How to use a regex to parse html form tags

monkeriffic has asked for the wisdom of the Perl Monks concerning the following question:

I have no problems eating cereal...after it softens. Why is replacing a simple string so hard then? In other areas of my life, like eating oatmeal and getting dressed, I have no real problems. Some might even say I am a savant.

But I am just beginning Perl, and things I think are easy turn out not to me. Now, (said in Scarface voice) Let me introduce you to my lil' friend!

My task is sooo deceptively simple: Just replace a simple string with another string. How hard could that be?

My data file is here: http://home.comcast.net/~tankomail/preg.htm And a sample is at the very bottom of this post.

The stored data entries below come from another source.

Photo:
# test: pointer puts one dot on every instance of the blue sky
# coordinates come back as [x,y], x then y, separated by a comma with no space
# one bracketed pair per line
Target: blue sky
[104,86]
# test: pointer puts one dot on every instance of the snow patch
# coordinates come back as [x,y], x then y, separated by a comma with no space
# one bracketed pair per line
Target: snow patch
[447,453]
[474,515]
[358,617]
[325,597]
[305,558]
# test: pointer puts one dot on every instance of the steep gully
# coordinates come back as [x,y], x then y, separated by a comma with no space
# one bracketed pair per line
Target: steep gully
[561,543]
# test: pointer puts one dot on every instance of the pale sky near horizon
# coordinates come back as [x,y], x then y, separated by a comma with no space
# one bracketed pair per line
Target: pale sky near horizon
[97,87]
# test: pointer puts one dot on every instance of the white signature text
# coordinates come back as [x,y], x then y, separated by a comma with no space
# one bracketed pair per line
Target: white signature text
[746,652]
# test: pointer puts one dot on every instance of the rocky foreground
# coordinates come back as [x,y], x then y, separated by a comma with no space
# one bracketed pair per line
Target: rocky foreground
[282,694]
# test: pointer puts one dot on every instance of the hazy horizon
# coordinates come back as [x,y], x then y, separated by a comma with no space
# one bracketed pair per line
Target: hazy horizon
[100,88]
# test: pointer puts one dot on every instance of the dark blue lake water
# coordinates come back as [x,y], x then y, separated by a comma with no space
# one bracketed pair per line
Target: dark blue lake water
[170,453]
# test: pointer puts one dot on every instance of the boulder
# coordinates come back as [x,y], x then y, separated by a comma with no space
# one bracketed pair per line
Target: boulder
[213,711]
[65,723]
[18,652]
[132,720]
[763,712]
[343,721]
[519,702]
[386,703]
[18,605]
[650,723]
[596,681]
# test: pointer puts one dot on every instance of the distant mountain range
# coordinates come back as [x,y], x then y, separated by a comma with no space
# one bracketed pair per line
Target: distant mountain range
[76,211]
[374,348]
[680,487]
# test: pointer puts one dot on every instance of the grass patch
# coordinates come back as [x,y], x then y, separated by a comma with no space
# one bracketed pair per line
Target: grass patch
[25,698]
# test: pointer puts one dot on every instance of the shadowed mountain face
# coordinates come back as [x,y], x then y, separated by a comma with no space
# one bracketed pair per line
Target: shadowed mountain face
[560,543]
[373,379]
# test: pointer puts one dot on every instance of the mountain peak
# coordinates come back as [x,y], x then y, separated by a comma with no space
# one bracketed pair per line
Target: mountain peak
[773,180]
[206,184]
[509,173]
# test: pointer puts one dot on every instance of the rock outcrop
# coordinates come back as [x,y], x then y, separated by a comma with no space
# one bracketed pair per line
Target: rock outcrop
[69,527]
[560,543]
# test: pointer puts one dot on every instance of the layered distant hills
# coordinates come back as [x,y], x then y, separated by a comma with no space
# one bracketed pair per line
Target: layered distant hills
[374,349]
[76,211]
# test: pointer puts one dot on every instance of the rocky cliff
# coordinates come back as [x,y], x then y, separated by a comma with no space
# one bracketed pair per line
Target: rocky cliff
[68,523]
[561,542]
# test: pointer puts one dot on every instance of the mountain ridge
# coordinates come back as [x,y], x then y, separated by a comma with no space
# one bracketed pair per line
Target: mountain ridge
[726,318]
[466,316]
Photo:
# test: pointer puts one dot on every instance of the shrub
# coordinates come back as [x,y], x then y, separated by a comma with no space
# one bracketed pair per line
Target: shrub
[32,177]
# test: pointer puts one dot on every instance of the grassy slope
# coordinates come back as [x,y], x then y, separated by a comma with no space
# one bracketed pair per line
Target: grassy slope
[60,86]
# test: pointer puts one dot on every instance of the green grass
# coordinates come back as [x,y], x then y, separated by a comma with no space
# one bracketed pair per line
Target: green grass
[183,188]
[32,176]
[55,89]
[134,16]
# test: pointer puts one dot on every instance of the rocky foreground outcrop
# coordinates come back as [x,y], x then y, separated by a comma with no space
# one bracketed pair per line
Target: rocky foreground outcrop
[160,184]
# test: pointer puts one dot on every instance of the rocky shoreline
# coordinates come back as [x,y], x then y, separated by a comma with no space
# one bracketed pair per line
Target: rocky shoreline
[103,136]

I just want to replace /<form[.*]?*\/form>/with the word "block"

Basically I just want to replace all <form> </form> fields and everything in between with nothing, but in testing, I wanted to see my work so I chose the word "block" as a good simple substitute which I could then replace with nothing.

Way Below is my base code. But here, just under is the pulled line from the base code that seems to be the issue:

$orgtext = Whey;  # this one right here 
$newtext = Popcorn;
[download]

The above works. I reduced it to it's simplest form as a sanity check. Then I tried:

$orgtext = /[Ww]hey/;  # this one right here
$newtext = Popcorn;
[download]

But beyond the most primitive replacement, I invariably get:

Use of uninitialized value in pattern match (m//) at C:\russ\scripts\_Master_Snippets\clean_2_input_output_file.pl line 9.

Eventually I want to try:

$orgtext = /<form[.*]?*\/form>/;  # this one right here
$newtext = block;
[download]

But I can't get past the staring blocks. I know this code works in general, but my modifications seem to break it.

I also tried some while (<$intext>) variations, even removing the undef $/ slurp line, so that the intext would receive the data line by line - but no luck anywhere. I have spent quite a bit of research time trying various things - but apparently it's not a trivial task.

Any suggestions as to:

1.) Is my basic model okay, slurping the whole file into a variable? or 2.) Should I use a while <> structure?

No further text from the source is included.